Returning to piece 99 referenced with respect to FIG. 1A and FIG. 1B, although exemplary materials and layer configurations for structures 200, 300, 400 and 500 incorporated into piece 99 are disclosed herein, it is contemplated that other suitable materials and layer configurations may be used depending upon the desired protection characteristics of piece 99. In particular, the tensile strength of a woven aramid textile fabric is a leading indicator of the fabric's ability to grab onto and defeat penetration by a sharp implement. In particular, a higher tensile strength gives the fabric a better ability to grab the sharp implement before yield than a lower tensile strength fabric. The fabric's grabbing of the sharp implement before yielding is what forces a “fiber crimp” around the implement and prevents it from penetrating. A “fiber crimp” is created when woven aramid materials (e.g. Twaron® 930 DTEX) are plied together and then quilted to preclude them from moving and shifting or sliding past each other. This configuration also eliminates “bunching-up” at a bottom layer which occurs when materials are too pliable and further keeps the material sufficiently stiff to keep the sharp implement in a vertical position parallel to the body. The cross-over points of the weaves of the materials never align and therefore you have loose intersections between the crossover locations. The crossover locations provide for increased resistance to penetration, and if some slight penetration occurs, then the offsets of each layer add to the overall resistance to the shank or shaft of, for example the sharp implement, as it attempts to go though the material by making it tighter to get through. The tensile strength of a thread of aramid textile material can be increased by increasing the denier of the thread. Thus a 900 denier material will have a higher tensile strength than a 200 denier material of an identical fiber.

The behavior of high tensile strength aramid penetration resistant materials is the result of the materials tensile strength, elongation to failure, weave style and pick count. When struck by a penetrating implement, a high tensile strength aramid material with a high pick count and a high elongation to failure will tend to grab at the implement and turn it to induce bending or preclude penetration all together.

Based on the foregoing, it is contemplated that where piece 99 is to be worn during a sporting event which does not utilize sharp implements (e.g.
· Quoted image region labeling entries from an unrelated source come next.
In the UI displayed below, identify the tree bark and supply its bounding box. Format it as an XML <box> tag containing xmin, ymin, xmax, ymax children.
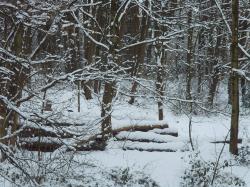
<box><xmin>229</xmin><ymin>0</ymin><xmax>239</xmax><ymax>155</ymax></box>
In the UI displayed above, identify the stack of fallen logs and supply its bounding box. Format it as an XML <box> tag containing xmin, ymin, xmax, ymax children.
<box><xmin>18</xmin><ymin>124</ymin><xmax>173</xmax><ymax>152</ymax></box>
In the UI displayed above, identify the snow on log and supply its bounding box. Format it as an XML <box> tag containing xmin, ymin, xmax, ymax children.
<box><xmin>113</xmin><ymin>124</ymin><xmax>168</xmax><ymax>136</ymax></box>
<box><xmin>149</xmin><ymin>128</ymin><xmax>178</xmax><ymax>137</ymax></box>
<box><xmin>113</xmin><ymin>141</ymin><xmax>187</xmax><ymax>152</ymax></box>
<box><xmin>115</xmin><ymin>131</ymin><xmax>177</xmax><ymax>143</ymax></box>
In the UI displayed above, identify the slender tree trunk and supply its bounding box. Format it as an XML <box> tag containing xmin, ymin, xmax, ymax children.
<box><xmin>186</xmin><ymin>10</ymin><xmax>193</xmax><ymax>110</ymax></box>
<box><xmin>101</xmin><ymin>0</ymin><xmax>119</xmax><ymax>141</ymax></box>
<box><xmin>229</xmin><ymin>0</ymin><xmax>239</xmax><ymax>155</ymax></box>
<box><xmin>128</xmin><ymin>1</ymin><xmax>149</xmax><ymax>104</ymax></box>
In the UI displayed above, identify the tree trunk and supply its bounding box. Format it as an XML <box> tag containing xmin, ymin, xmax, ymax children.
<box><xmin>229</xmin><ymin>0</ymin><xmax>239</xmax><ymax>155</ymax></box>
<box><xmin>186</xmin><ymin>10</ymin><xmax>193</xmax><ymax>111</ymax></box>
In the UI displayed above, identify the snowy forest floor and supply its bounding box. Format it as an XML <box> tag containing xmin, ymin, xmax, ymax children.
<box><xmin>0</xmin><ymin>84</ymin><xmax>250</xmax><ymax>187</ymax></box>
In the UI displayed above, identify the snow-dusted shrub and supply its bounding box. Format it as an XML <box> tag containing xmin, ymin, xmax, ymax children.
<box><xmin>181</xmin><ymin>155</ymin><xmax>246</xmax><ymax>187</ymax></box>
<box><xmin>108</xmin><ymin>168</ymin><xmax>159</xmax><ymax>187</ymax></box>
<box><xmin>0</xmin><ymin>156</ymin><xmax>159</xmax><ymax>187</ymax></box>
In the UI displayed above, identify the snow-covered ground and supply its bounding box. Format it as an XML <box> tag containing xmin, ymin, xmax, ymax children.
<box><xmin>1</xmin><ymin>85</ymin><xmax>250</xmax><ymax>187</ymax></box>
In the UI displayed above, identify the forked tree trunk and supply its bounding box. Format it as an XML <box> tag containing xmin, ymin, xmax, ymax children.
<box><xmin>128</xmin><ymin>0</ymin><xmax>149</xmax><ymax>104</ymax></box>
<box><xmin>101</xmin><ymin>0</ymin><xmax>119</xmax><ymax>141</ymax></box>
<box><xmin>229</xmin><ymin>0</ymin><xmax>239</xmax><ymax>155</ymax></box>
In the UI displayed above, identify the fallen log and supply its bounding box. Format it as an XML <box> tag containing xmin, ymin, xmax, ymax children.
<box><xmin>113</xmin><ymin>124</ymin><xmax>168</xmax><ymax>136</ymax></box>
<box><xmin>210</xmin><ymin>139</ymin><xmax>242</xmax><ymax>144</ymax></box>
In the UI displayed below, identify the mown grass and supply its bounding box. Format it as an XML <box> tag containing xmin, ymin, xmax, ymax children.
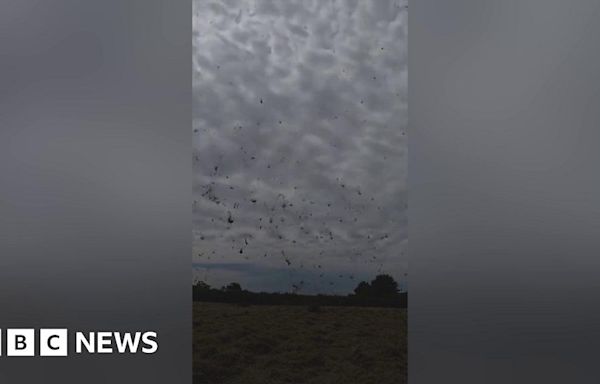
<box><xmin>193</xmin><ymin>302</ymin><xmax>407</xmax><ymax>384</ymax></box>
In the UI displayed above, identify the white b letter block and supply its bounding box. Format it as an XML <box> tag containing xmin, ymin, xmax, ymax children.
<box><xmin>6</xmin><ymin>329</ymin><xmax>35</xmax><ymax>356</ymax></box>
<box><xmin>40</xmin><ymin>329</ymin><xmax>68</xmax><ymax>356</ymax></box>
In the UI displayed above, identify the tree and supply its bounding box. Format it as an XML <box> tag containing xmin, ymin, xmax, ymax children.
<box><xmin>371</xmin><ymin>275</ymin><xmax>398</xmax><ymax>297</ymax></box>
<box><xmin>223</xmin><ymin>283</ymin><xmax>242</xmax><ymax>293</ymax></box>
<box><xmin>194</xmin><ymin>280</ymin><xmax>210</xmax><ymax>291</ymax></box>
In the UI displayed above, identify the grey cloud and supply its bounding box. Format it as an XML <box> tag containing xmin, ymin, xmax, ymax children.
<box><xmin>192</xmin><ymin>0</ymin><xmax>407</xmax><ymax>291</ymax></box>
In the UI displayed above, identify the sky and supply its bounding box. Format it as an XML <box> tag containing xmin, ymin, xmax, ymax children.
<box><xmin>192</xmin><ymin>0</ymin><xmax>408</xmax><ymax>294</ymax></box>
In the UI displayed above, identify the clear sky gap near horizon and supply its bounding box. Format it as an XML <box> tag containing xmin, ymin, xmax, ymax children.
<box><xmin>192</xmin><ymin>0</ymin><xmax>408</xmax><ymax>294</ymax></box>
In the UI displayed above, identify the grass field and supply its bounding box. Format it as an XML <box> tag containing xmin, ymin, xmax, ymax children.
<box><xmin>193</xmin><ymin>302</ymin><xmax>407</xmax><ymax>384</ymax></box>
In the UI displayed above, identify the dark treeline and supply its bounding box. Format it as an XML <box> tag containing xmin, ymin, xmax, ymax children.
<box><xmin>193</xmin><ymin>275</ymin><xmax>407</xmax><ymax>308</ymax></box>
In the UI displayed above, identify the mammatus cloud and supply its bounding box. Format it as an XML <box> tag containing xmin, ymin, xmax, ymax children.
<box><xmin>192</xmin><ymin>0</ymin><xmax>407</xmax><ymax>293</ymax></box>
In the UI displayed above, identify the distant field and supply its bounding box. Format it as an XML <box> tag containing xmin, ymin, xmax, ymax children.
<box><xmin>193</xmin><ymin>302</ymin><xmax>407</xmax><ymax>384</ymax></box>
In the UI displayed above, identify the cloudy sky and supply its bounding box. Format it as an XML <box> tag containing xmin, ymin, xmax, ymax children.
<box><xmin>192</xmin><ymin>0</ymin><xmax>407</xmax><ymax>294</ymax></box>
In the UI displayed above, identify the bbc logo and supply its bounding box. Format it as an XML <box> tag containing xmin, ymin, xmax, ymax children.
<box><xmin>0</xmin><ymin>329</ymin><xmax>68</xmax><ymax>356</ymax></box>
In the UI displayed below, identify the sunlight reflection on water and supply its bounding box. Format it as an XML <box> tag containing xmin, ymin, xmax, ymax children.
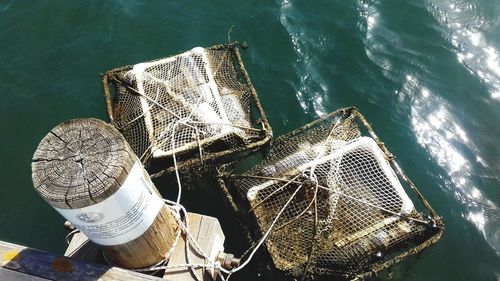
<box><xmin>280</xmin><ymin>0</ymin><xmax>328</xmax><ymax>116</ymax></box>
<box><xmin>428</xmin><ymin>0</ymin><xmax>500</xmax><ymax>100</ymax></box>
<box><xmin>404</xmin><ymin>76</ymin><xmax>500</xmax><ymax>255</ymax></box>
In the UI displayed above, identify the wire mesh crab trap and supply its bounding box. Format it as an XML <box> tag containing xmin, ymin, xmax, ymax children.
<box><xmin>219</xmin><ymin>108</ymin><xmax>444</xmax><ymax>279</ymax></box>
<box><xmin>103</xmin><ymin>43</ymin><xmax>271</xmax><ymax>176</ymax></box>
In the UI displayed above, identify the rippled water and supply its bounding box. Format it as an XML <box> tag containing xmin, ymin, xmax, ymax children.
<box><xmin>0</xmin><ymin>0</ymin><xmax>500</xmax><ymax>280</ymax></box>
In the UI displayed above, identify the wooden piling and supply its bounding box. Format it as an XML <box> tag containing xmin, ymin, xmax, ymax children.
<box><xmin>32</xmin><ymin>119</ymin><xmax>179</xmax><ymax>268</ymax></box>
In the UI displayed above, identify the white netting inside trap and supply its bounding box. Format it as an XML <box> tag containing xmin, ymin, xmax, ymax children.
<box><xmin>102</xmin><ymin>47</ymin><xmax>265</xmax><ymax>171</ymax></box>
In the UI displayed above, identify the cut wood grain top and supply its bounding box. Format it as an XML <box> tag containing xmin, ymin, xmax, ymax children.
<box><xmin>31</xmin><ymin>118</ymin><xmax>137</xmax><ymax>209</ymax></box>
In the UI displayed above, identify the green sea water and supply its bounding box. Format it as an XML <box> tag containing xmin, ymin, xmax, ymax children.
<box><xmin>0</xmin><ymin>0</ymin><xmax>500</xmax><ymax>280</ymax></box>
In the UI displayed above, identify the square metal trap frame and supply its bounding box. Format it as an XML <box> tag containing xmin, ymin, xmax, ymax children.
<box><xmin>102</xmin><ymin>43</ymin><xmax>272</xmax><ymax>177</ymax></box>
<box><xmin>219</xmin><ymin>108</ymin><xmax>444</xmax><ymax>279</ymax></box>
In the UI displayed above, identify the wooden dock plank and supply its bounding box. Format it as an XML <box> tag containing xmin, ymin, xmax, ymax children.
<box><xmin>0</xmin><ymin>267</ymin><xmax>50</xmax><ymax>281</ymax></box>
<box><xmin>64</xmin><ymin>232</ymin><xmax>101</xmax><ymax>262</ymax></box>
<box><xmin>0</xmin><ymin>241</ymin><xmax>164</xmax><ymax>281</ymax></box>
<box><xmin>164</xmin><ymin>213</ymin><xmax>225</xmax><ymax>281</ymax></box>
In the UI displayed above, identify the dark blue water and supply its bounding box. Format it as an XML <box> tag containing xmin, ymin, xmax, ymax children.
<box><xmin>0</xmin><ymin>0</ymin><xmax>500</xmax><ymax>280</ymax></box>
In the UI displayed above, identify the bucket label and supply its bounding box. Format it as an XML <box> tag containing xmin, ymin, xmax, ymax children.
<box><xmin>54</xmin><ymin>162</ymin><xmax>164</xmax><ymax>246</ymax></box>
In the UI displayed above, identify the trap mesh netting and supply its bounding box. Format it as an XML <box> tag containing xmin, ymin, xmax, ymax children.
<box><xmin>220</xmin><ymin>108</ymin><xmax>443</xmax><ymax>279</ymax></box>
<box><xmin>103</xmin><ymin>44</ymin><xmax>271</xmax><ymax>175</ymax></box>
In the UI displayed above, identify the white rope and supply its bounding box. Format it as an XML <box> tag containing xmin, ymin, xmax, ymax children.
<box><xmin>221</xmin><ymin>179</ymin><xmax>302</xmax><ymax>280</ymax></box>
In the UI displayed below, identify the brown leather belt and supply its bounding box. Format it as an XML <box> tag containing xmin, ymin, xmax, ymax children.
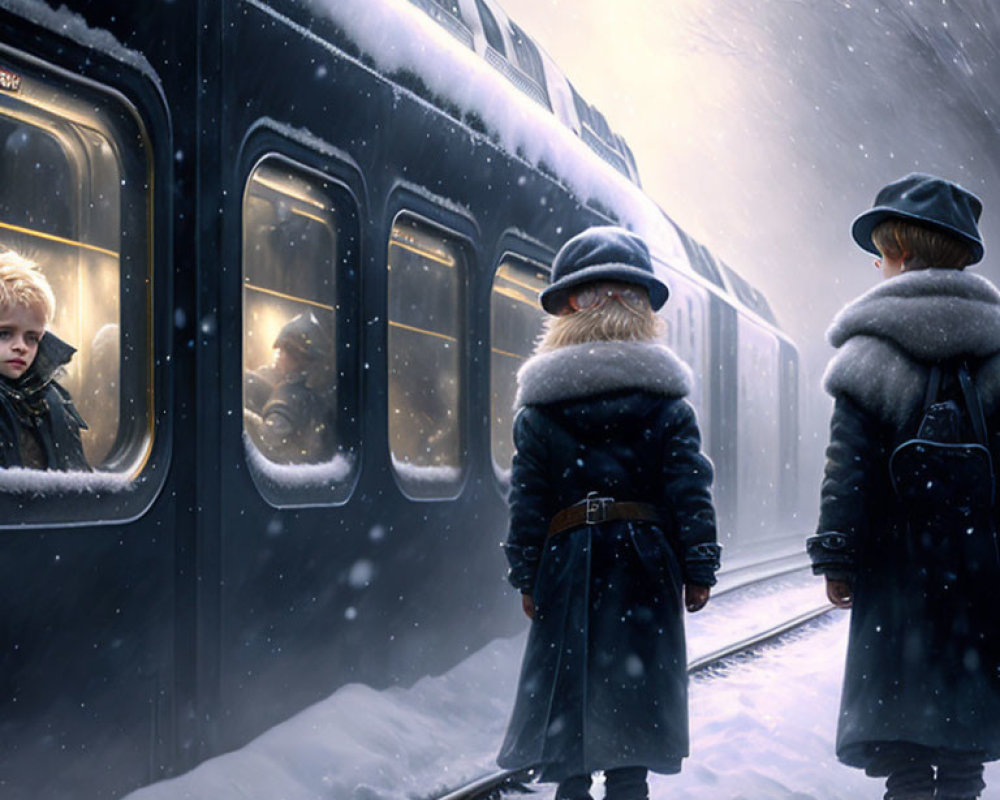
<box><xmin>549</xmin><ymin>492</ymin><xmax>665</xmax><ymax>536</ymax></box>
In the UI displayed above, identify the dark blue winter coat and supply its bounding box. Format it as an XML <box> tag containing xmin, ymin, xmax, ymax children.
<box><xmin>0</xmin><ymin>333</ymin><xmax>90</xmax><ymax>471</ymax></box>
<box><xmin>809</xmin><ymin>270</ymin><xmax>1000</xmax><ymax>768</ymax></box>
<box><xmin>498</xmin><ymin>343</ymin><xmax>718</xmax><ymax>781</ymax></box>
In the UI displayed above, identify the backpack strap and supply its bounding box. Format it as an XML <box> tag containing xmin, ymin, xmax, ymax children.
<box><xmin>924</xmin><ymin>364</ymin><xmax>941</xmax><ymax>413</ymax></box>
<box><xmin>958</xmin><ymin>361</ymin><xmax>989</xmax><ymax>449</ymax></box>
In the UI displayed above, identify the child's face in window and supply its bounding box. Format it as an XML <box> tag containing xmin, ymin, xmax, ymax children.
<box><xmin>0</xmin><ymin>305</ymin><xmax>45</xmax><ymax>380</ymax></box>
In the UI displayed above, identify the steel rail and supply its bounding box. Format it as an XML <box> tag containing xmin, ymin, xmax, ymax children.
<box><xmin>435</xmin><ymin>600</ymin><xmax>834</xmax><ymax>800</ymax></box>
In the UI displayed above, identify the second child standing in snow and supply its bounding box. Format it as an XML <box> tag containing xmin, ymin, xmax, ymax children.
<box><xmin>497</xmin><ymin>227</ymin><xmax>719</xmax><ymax>800</ymax></box>
<box><xmin>808</xmin><ymin>174</ymin><xmax>1000</xmax><ymax>800</ymax></box>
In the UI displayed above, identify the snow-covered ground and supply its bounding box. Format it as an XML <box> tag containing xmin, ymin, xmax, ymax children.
<box><xmin>119</xmin><ymin>574</ymin><xmax>1000</xmax><ymax>800</ymax></box>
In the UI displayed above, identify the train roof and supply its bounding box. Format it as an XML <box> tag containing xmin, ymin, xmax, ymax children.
<box><xmin>4</xmin><ymin>0</ymin><xmax>777</xmax><ymax>334</ymax></box>
<box><xmin>298</xmin><ymin>0</ymin><xmax>777</xmax><ymax>327</ymax></box>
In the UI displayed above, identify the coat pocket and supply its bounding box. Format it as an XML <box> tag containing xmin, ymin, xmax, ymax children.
<box><xmin>628</xmin><ymin>522</ymin><xmax>681</xmax><ymax>584</ymax></box>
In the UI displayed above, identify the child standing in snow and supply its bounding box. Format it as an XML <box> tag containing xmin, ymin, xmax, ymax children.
<box><xmin>808</xmin><ymin>174</ymin><xmax>1000</xmax><ymax>800</ymax></box>
<box><xmin>0</xmin><ymin>250</ymin><xmax>90</xmax><ymax>470</ymax></box>
<box><xmin>497</xmin><ymin>227</ymin><xmax>719</xmax><ymax>800</ymax></box>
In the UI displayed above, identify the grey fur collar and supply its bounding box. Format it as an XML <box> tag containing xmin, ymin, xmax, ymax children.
<box><xmin>514</xmin><ymin>342</ymin><xmax>691</xmax><ymax>408</ymax></box>
<box><xmin>823</xmin><ymin>269</ymin><xmax>1000</xmax><ymax>430</ymax></box>
<box><xmin>827</xmin><ymin>269</ymin><xmax>1000</xmax><ymax>361</ymax></box>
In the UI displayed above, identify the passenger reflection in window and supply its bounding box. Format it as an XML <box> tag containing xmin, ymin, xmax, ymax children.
<box><xmin>77</xmin><ymin>322</ymin><xmax>121</xmax><ymax>462</ymax></box>
<box><xmin>0</xmin><ymin>250</ymin><xmax>90</xmax><ymax>471</ymax></box>
<box><xmin>243</xmin><ymin>313</ymin><xmax>336</xmax><ymax>464</ymax></box>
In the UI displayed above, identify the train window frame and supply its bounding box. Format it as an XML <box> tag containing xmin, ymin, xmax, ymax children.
<box><xmin>0</xmin><ymin>44</ymin><xmax>172</xmax><ymax>530</ymax></box>
<box><xmin>236</xmin><ymin>152</ymin><xmax>363</xmax><ymax>508</ymax></box>
<box><xmin>488</xmin><ymin>253</ymin><xmax>552</xmax><ymax>484</ymax></box>
<box><xmin>383</xmin><ymin>212</ymin><xmax>477</xmax><ymax>502</ymax></box>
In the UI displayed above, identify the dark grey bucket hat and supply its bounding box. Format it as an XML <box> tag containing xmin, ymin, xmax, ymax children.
<box><xmin>851</xmin><ymin>172</ymin><xmax>984</xmax><ymax>264</ymax></box>
<box><xmin>539</xmin><ymin>225</ymin><xmax>670</xmax><ymax>314</ymax></box>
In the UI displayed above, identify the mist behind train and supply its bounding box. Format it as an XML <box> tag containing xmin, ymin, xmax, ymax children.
<box><xmin>502</xmin><ymin>0</ymin><xmax>1000</xmax><ymax>532</ymax></box>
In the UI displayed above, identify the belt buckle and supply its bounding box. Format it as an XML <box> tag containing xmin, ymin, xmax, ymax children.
<box><xmin>583</xmin><ymin>492</ymin><xmax>615</xmax><ymax>525</ymax></box>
Snow Boarding), the structure within piece 99, for example structure 200 in FIG. 2, requires fewer woven aramid material layers (e.g. Twaron® 930 DTEX) to achieve the desired level of protection.

It is further noted that similar aramid textile materials with differing pick count and deniers are different fabrics which provide different results when subjected to forces from a sharp implement. In addition, materials with similar deniers and similar pick counts do not necessarily have identical defeating capabilities. In particular, a varying elongation to failure could make these materials completely dissimilar. Accordingly, knowledge of a pick count and/or denier of a material, without more, would not lead to the construction of a protective covering having the defeating capabilities disclosed herein.

It should be appreciated that reference throughout this specification to “one embodiment” or “an embodiment” means that a particular feature, structure or characteristic described in connection with the embodiment is included in at least one embodiment of the present invention. Therefore, it is emphasized and should be appreciated that two or more references to “an embodiment” or “one embodiment” or “an alternative embodiment” in various portions of this specification are not necessarily all referring to the same embodiment. Furthermore, the particular features, structures or characteristics may be combined as suitable in one or more embodiments of the invention.

In the foregoing specification, the invention has been described with reference to specific embodiments thereof. It will, however, be evident that various modifications and changes can be made thereto without departing from the broader spirit and scope of the invention as set forth in the appended claims. The specification and drawings are, accordingly, to be regarded in an illustrative rather than a restrictive sense.